The Public Transport Operating Model was brought in by National in 2011 and its aim was essentially to increase cost efficiency and commerciality in the provision of urban public transport services. There is not much in the legislation itself that impacts this; the detail is found in things like procurement models which are essentially the domain of NZTA to determine the aspects of. So the approach has been two-pronged: change the LTMA legislation and then change the parameters or criteria for NZTA staff to apply to the procurement (or purchase) of contracted services from bus operators.
The farebox recovery target is a policy of NZTA that relates to fare subsidies on public transport services. This used to be 40%, meaning that 40% of a service’s operating costs were to be met from fares, with the remaining 60% met from subsidies. This was raised during the term of the National Government to 50%, meaning that fares now had to make up 50% of service costs.
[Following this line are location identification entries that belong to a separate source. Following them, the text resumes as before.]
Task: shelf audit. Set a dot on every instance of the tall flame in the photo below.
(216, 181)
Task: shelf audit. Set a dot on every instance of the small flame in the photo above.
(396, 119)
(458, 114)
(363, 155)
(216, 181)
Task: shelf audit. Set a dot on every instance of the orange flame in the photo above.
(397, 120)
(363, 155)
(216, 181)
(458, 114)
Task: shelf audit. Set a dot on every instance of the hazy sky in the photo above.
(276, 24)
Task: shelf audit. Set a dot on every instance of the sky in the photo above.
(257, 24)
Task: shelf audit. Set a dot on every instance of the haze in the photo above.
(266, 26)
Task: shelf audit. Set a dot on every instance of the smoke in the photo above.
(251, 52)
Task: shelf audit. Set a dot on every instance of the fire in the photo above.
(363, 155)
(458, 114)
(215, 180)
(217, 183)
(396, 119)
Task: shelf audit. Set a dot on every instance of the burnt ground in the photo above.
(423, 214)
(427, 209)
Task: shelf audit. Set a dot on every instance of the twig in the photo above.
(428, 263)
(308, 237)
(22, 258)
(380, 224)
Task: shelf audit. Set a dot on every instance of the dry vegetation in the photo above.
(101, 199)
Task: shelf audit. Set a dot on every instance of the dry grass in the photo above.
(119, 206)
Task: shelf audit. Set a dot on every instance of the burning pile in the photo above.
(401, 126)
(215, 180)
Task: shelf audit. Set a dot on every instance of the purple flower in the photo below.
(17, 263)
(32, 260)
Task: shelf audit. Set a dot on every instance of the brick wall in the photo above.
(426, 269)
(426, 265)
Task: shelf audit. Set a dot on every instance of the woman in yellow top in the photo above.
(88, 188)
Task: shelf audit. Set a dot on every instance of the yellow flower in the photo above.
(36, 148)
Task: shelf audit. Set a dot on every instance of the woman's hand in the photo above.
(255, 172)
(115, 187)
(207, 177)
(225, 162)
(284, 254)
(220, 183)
The farebox recovery target applies to all PT services, while the PTOM only applies to bus services, as it classifies the rail passenger services and and some others (ferries?) as exempt from its coverage. The FRT had the most immediate impact on PT services as from around 2012 there have been wholesale bus service cuts across all the main centres (Auckland, Wellington, Christchurch and Dunedin) which have resulted in a change to hub-spoke networks becoming more prevalent in all these areas.
Christchurch was the first city to bring in FRT service adjustments back in 2012 as there was a big impact on bus services following the quakes and so the service alterations done then were a combination of the disruptions to transport flows across the city from the 2011 quake and the implementation of the new FRT. Auckland and Dunedin have adjusted their networks since then Wellington has taken the longest and has really only implemented the FRT adjustment this year, the result of which has been the headline grabbing chaos of the past couple of months.
The change to the PTOM model of service contract procurement has taken longer to be felt because of contract expiry deadlines but is now becoming more prevalent and has been an issue particularly in Auckland and Wellington where established operators have been undercut by newer PTOM led procurement. The information coming through is that PTOM procurement mandates that drivers’ wages and conditions and service standards and quality can be reduced and are not given priority as they once were. This is essentially a throwback to the 1990s when National first implemented the contracting out of PT services and required the lowest tendered price to be accepted. The result was a lower service standard with fly by night operators running old dungers of buses on the routes. 
We have had a lengthy period in the 2000s where service standards have steadily increased because regional councils were given governmental support to be able to specify for example modern low floor buses meeting higher emissions standards and able to carry wheelchairs and buses. National’s changes threatened all of that and are at least responsible for some of the anger over service changes especially from drivers who have found their wages and conditions being attacked and reduced by some new operators.
NZTA funding that has just been announced by the government does not appear to increase the level of subsidies and/or address the FRT which has been set too high by the previous government. Nor is there any mention of review of the PTOM environment. Regional fuel taxes are only available as a funding mechanism in Auckland and no other region can implement them for at least three years.
In summary the government appears to have dropped the ball on public transport (bus) services with the continuation of the current environment for the next three years.